The limits of televised economic debate could be seen on ABC's This Week (7/8/12), which opened with George Will declaring: "It's quite clear the president got terrible advice early in his administration. First, his advisers said, we'll do this stimulus and it will never reach 8 percent. Forty-one weeks now--41 months over 8 percent." Chimed in U.S. News & World Report editor Mort Zuckerman: "I think whatever has been tried, add a huge amount of deficit spending, has simply not worked."
Former Obama "car czar" Steve Rattner immediately agreed that "we have to deal with the long-term deficit problem," but added, "I would argue that the stimulus program, the financial rescue, the auto rescue all got us in a much better place than we would have been had none of those things happened."

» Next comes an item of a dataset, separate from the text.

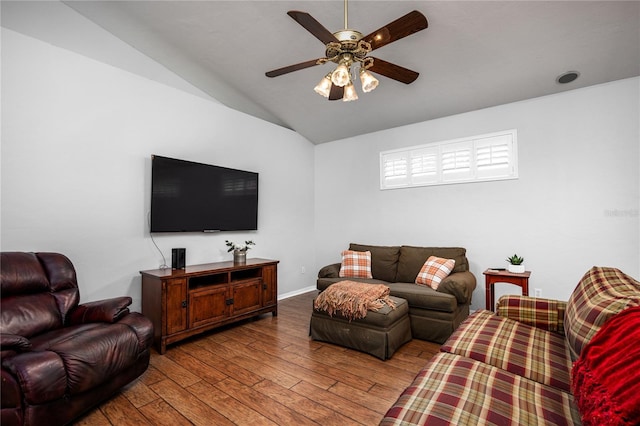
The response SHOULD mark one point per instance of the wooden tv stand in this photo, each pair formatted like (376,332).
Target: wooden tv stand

And Washington Post columnist EJ Dionne pointed out that "from the beginning, the stimulus should have been bigger. [Obama] cut it back partly to get votes in Congress.... If you had simply the growth in government employment now that you had under Ronald Reagan, the unemployment rate would probably be a point lower."
It was a rare moment of actual debate about how public policy can address economic problems. Or rather, how it could have been addressed--at no point did anyone suggest that the White House should now be looking at increased stimulus or government hiring to boost the economy. Because if neither major party is proposing a policy idea, far be it from the news media to recognize that it exists.